19. Potentieel verwarrend acht ik in dit verband nog wel de in bewijsmiddel 4, een proces-verbaal van bevindingen, opgenomen mededeling dat een van de verbalisanten ná de aanhouding contact heeft opgenomen met de officier van justitie. Deze gaf volgens dat proces-verbaal toestemming voor de aanhouding (die dus al had plaatsgevonden). Nog daargelaten dat de steller van het middel hiervan geen punt maakt, is deze gang van zaken niet onverenigbaar met het oordeel dat de verdachte op dat moment reeds was aangehouden.
Slotsom
20. Het middel faalt en kan worden afgedaan met de aan artikel 81 lid 1 RO te ontlenen overweging.

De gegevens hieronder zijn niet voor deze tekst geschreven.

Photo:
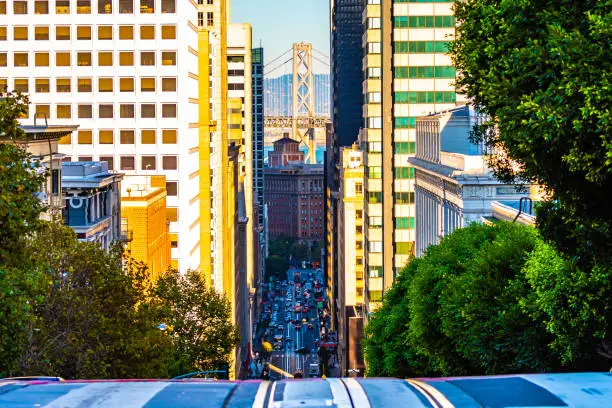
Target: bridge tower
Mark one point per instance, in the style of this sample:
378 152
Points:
303 99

21. Ambtshalve heb ik geen gronden aangetroffen die tot vernietiging van de bestreden uitspraak aanleiding behoren te geven.

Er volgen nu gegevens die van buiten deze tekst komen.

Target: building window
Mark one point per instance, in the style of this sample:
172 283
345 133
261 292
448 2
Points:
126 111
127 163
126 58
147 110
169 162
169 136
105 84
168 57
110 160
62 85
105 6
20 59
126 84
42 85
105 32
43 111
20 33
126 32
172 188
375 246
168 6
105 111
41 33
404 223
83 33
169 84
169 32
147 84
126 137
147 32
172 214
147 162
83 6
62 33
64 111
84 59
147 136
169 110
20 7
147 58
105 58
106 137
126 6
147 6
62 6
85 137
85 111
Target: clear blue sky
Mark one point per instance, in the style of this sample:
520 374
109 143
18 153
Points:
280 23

22. Deze conclusie strekt tot verwerping van het beroep.
De procureur-generaal
bij de Hoge Raad der Nederlanden
AG
Voetnoten
Voetnoten Conclusie 08‑11‑2022
G.J.M. Corstens, Het Nederlands strafprocesrecht, bewerkt door M.J. Borgers en T. Kooijmans, Deventer: Wolters Kluwer 2021, p. 442. Zie bovendien: Kamerstukken II 1913/14, 286, 3, p. 77: “Onder „aanhouding' in eigenlijken zin wordt voorts te dezer plaatse enkel verstaan de aanhouding ter voorgeleiding, d. w. z. ter geleiding voor organen van justitie of politie.”

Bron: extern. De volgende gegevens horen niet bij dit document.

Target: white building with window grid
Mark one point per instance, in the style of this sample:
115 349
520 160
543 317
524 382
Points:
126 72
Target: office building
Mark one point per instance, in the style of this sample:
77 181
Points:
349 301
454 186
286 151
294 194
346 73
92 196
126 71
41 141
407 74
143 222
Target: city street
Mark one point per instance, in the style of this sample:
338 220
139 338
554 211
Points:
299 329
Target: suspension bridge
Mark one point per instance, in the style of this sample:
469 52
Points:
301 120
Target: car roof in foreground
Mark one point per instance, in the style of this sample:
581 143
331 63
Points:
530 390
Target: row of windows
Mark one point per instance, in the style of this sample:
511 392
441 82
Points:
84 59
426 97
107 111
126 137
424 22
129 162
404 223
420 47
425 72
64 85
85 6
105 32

J.W. van der Hulst: in A.L. Melai, Het Wetboek van Strafvordering, voortgezet onder redactie van M.S. Groenhuijsen, F.G.H. Kristen en T. Kooijmans, Deventer: Wolters Kluwer (losbladig), art. 53, aant. 3 en 5 (online, bijgewerkt tot 1 oktober 2016).
Vgl. (niet exact overeenkomstig de hoofdtekst): J. Naeyé, Heterdaad. Politiebevoegdheden bij ontdekking op heterdaad in theorie en praktijk (diss. Amsterdam VU), Arnhem: Gouda Quint 1990, p. 76-77.
Zie HR 23 november 1999, ECLI:NL:HR:1999:AA3395: “Het oordeel van het Hof dat de feitelijke handelingen van de verbalisant op het moment dat hij de verdachte in zijn voertuig deed plaatsnemen, waaruit hij zich niet zonder meer kon verwijderen, onder de gegeven omstandigheden een aanhouding opleverden, geeft geen blijk van een onjuiste rechtsopvatting, nu deze handelingen immers aangemerkt konden worden als het aan de verdachte ontnemen van diens vrijheid teneinde hem te geleiden naar een plaats van verhoor.”